Penelope Farmer via the Cure
J’ai découvert « Charlotte Sometimes » des Cure à l’adolescence, et ce fut comme un réveil d’un rêve. Avec sa guitare dissonante qui sonne comme des cloches d’église et ses paroles obscures sur le coucher, la chanson a exhumé un souvenir d’enfance : la lecture du livre fantomatique de Penelope Farmer, paru en 1969 et portant le même titre. Enfant, je l’avais trouvé fantastique : lors de sa première nuit en pensionnat, Charlotte se réveille quarante ans dans le passé, dans le corps d’une autre fille, sous une lune inconnue. Mais adolescente, en relisant l’histoire sur la recommandation de Robert Smith, elle a reflété mon propre sentiment d’identité de plus en plus incertain. Entendre la désorientation de Charlotte se déployer à travers une basse inquiète et les voix étourdissantes et superposées de Smith était étrangement réconfortant – une confirmation que grandir a toujours ressemblé à un voyage dans le temps. Apprendre que le groupe avait enregistré la chanson exactement dix ans jour pour jour avant ma naissance a semblé une preuve supplémentaire : mon propre lien cosmique avec une vie antérieure.
—Katie Hawthorne
Oscar Wilde via the Smiths
J’ai acheté *Le Portrait de Dorian Gray* d’Oscar Wilde dans ma jeunesse parce que Morrissey l’avait cité dans « Cemetry Gates » des Smiths (« Keats and Yeats are on your side / While Wilde is on mine »).

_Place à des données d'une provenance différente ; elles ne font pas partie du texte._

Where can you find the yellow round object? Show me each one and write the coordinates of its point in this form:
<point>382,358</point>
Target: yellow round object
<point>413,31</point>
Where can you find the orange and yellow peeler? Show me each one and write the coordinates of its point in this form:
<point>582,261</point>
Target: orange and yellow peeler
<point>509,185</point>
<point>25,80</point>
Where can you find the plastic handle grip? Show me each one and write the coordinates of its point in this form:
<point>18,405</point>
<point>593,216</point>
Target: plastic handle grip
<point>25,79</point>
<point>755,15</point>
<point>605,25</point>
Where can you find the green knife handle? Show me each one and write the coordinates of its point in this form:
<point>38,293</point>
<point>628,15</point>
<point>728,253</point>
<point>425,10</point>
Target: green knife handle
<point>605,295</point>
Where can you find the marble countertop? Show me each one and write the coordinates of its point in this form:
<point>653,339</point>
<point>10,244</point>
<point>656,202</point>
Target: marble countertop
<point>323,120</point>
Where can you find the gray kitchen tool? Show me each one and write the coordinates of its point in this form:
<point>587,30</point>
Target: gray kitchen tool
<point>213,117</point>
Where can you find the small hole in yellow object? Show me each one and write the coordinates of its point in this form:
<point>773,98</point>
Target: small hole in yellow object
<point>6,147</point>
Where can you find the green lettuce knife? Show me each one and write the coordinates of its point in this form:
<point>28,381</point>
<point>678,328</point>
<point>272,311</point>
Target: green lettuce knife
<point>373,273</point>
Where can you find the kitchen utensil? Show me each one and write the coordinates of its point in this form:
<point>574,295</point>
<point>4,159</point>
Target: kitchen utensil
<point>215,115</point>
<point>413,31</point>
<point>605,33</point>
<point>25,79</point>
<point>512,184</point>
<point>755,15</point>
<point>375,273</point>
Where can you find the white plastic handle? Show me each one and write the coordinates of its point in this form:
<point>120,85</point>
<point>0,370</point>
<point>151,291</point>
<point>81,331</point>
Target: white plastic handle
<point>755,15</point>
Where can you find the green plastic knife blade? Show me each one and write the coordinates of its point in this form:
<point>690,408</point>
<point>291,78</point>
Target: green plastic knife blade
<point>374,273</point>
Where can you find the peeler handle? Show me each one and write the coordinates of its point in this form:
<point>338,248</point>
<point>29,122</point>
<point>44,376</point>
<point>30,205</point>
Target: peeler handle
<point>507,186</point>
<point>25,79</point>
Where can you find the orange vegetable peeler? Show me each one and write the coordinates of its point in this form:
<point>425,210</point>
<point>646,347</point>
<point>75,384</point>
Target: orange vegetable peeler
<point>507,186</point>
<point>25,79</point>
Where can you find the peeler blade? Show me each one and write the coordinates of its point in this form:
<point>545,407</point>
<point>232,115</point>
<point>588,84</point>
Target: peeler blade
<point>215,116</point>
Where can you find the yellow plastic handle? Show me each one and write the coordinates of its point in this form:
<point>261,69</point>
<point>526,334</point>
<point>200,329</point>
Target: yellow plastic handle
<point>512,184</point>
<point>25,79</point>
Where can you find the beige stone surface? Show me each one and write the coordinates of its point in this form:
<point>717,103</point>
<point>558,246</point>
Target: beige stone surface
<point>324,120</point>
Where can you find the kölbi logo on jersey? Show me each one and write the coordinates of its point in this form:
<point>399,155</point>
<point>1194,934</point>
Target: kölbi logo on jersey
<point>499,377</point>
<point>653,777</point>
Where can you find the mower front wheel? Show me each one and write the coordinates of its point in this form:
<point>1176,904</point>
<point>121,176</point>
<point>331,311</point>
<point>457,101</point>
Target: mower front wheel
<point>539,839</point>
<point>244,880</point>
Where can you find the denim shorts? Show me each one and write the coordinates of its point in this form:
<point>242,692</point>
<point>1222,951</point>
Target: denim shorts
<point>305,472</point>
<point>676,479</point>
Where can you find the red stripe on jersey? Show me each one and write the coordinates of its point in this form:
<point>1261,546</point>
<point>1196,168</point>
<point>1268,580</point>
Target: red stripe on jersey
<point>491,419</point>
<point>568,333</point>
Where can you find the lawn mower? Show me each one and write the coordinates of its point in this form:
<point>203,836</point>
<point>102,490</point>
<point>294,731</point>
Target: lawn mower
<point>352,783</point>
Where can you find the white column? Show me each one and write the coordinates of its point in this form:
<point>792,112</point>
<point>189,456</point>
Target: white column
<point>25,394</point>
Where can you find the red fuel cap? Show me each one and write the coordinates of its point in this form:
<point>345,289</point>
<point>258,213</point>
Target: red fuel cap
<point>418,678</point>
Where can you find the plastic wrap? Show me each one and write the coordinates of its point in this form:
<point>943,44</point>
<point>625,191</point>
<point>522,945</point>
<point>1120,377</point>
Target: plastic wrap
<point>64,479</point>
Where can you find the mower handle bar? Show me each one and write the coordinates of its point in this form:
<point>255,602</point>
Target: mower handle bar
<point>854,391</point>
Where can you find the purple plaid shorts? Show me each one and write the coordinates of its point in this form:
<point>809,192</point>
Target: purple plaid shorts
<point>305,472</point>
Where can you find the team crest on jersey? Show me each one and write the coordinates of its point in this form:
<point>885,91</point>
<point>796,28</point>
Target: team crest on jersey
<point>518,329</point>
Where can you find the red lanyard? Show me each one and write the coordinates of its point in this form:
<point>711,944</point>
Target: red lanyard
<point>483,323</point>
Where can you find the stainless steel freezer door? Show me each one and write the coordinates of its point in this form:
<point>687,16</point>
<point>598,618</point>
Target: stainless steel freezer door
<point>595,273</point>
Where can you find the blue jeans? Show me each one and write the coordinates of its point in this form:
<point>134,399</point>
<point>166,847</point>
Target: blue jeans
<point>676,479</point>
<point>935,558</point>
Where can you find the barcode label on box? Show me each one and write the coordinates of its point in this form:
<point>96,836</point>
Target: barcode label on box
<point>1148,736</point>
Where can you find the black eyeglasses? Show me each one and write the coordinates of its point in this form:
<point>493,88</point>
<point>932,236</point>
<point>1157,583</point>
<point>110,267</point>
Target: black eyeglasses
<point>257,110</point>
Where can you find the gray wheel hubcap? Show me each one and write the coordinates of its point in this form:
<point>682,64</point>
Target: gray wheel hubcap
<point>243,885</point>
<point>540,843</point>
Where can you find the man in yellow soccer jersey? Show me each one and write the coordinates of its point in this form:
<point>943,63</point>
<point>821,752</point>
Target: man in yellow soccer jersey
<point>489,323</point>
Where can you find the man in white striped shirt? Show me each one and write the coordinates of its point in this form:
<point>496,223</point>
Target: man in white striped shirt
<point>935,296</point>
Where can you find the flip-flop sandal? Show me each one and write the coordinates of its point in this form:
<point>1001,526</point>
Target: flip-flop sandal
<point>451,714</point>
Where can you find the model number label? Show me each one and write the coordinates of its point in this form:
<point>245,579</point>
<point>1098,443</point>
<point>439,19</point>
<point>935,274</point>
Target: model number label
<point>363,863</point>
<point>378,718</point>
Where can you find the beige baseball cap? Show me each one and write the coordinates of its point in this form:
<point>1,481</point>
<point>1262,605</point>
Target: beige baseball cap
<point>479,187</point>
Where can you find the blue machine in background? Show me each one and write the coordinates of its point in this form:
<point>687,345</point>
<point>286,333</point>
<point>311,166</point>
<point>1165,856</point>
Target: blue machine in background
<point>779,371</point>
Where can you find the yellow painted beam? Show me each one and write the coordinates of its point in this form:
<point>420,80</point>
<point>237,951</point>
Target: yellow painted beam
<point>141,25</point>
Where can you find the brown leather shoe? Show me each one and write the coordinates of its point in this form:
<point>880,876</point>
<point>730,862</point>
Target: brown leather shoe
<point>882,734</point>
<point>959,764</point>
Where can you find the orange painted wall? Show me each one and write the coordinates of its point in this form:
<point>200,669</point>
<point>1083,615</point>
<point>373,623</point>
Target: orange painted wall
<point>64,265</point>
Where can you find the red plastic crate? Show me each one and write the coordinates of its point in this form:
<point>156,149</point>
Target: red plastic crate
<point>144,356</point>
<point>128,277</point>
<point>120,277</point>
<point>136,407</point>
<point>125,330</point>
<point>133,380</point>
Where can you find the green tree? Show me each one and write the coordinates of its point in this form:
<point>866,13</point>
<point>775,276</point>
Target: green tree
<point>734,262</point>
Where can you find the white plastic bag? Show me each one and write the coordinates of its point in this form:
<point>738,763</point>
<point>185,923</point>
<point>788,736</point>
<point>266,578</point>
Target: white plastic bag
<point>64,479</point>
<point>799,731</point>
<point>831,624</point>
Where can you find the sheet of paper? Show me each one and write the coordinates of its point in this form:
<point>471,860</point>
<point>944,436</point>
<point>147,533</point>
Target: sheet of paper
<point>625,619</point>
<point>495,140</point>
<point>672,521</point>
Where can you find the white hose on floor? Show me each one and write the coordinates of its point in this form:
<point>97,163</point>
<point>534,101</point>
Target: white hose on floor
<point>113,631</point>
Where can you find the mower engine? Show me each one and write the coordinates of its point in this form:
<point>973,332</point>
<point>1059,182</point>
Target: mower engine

De plus, je voulais désespérément impressionner une adoratrice de Morrissey à Hull avec qui j’échangeais des lettres et qui venait me rendre visite. J’avais acheté *Samedi soir, dimanche matin* d’Alan Sillitoe – référencé dans « Vicar in a Tutu » – pour les mêmes raisons, et j’espérais que mon cardigan vintage et ma machine à écrire des années 1930 du marché de Leeds la convaincraient que j’étais un vrai « Yorkshire Mozzer ». Malheureusement, nous étions tous les deux si nerveux ce jour-là que nos premières interactions ont consisté à nous laisser des messages tapés à la machine, mais elle a fini par prendre assez confiance pour danser dans le salon sur « Oscillate Wildly ». Cette romance essentiellement à distance a pris fin peu après la séparation des Smiths, mais nous sommes toujours amis sur Facebook, et j’ai toujours les deux livres.
—Dave Simpson
Joe Orton via Adam Ant
J’étais en dernière année d’université, à rédiger un mémoire sur Joe Orton, plongé dans un tas de pièces de théâtre médiocres des années 1940 et 1950 qui montraient au moins comment les hommes gays étaient dépeints sur scène avant qu’Orton ne libère *Entertaining Mr Sloane*. Soudain, j’ai réalisé que je faisais tout cela à cause d’Adam Ant. Au sommet de sa gloire d’idole adolescente, il manquait rarement une occasion de parler d’Orton. En tant que fan dévoué de dix ans, j’avais retenu le nom ; des années après l’effacement de la star d’Adam, j’ai vu un livre de poche des journaux d’Orton et je l’ai acheté, tardivement sur sa recommandation. Ils étaient hilarants et vraiment choquants, et m’ont conduit vers ses pièces et la biographie de John Lahr, *Prick Up Your Ears*. Contrairement à beaucoup de livres que j’ai aimés à l’adolescence, j’adore toujours l’œuvre d’Orton – je la trouve toujours drôle, surprenante et stimulante. Je peux remonter même l’humeur la plus sombre en feuilletant ses journaux pour la énième fois. Une passion de quarante ans, pour laquelle je dois une fière chandelle à Adam Ant.
—Alexis Petridis
John Berryman via Nick Cave
Si Charles Bukowski était une voix littéraire ouvrière rafraîchissante, tardive, captant la crasse du quotidien de Los Angeles parmi le clinquant d’Hollywood, c’était aussi une figure difficile avec des problèmes indéniables envers les femmes. Même mon jeune cerveau naïf, en pleine phase de romantisation du cliché de l’artiste affamé et buveur de bar, n’a pu oublier une séquence d’un documentaire le montrant ivre, donnant des coups de pied à sa femme. Puis Nick Cave a suggéré une autre alternative tourmentée. « Bukowski was a jerk », a-t-il déclaré sur le tonique morceau de 2008 « We Call Upon the Author ». « Berryman was best. He wrote like wet papier-mâché. » Je n’avais jamais entendu parler de John Berryman, alors je l’ai cherché. Lui et Bukowski avaient de nombreuses similitudes : enfances profondément traumatisantes, alcoolisme et alter ego voraces nommés Henry. Mais stylistiquement, ils divergeaient, et *77 Dream Songs* de Berryman fut une révélation – un beau tourbillon flou de mots et de voix qui se déployait de manière brumeuse et claire à la fois – onirique – et contenait toute la douleur, l’angoisse et l’obscurité bouillonnantes qu’un jeune homme pouvait désirer.
—Daniel Dylan Wray
Samuel Taylor Coleridge via Iron Maiden
« Le navire filait vite, le vent hurlait fort »… Une gravure de Gustave Doré pour *La Ballade du vieux marin* des années 1860.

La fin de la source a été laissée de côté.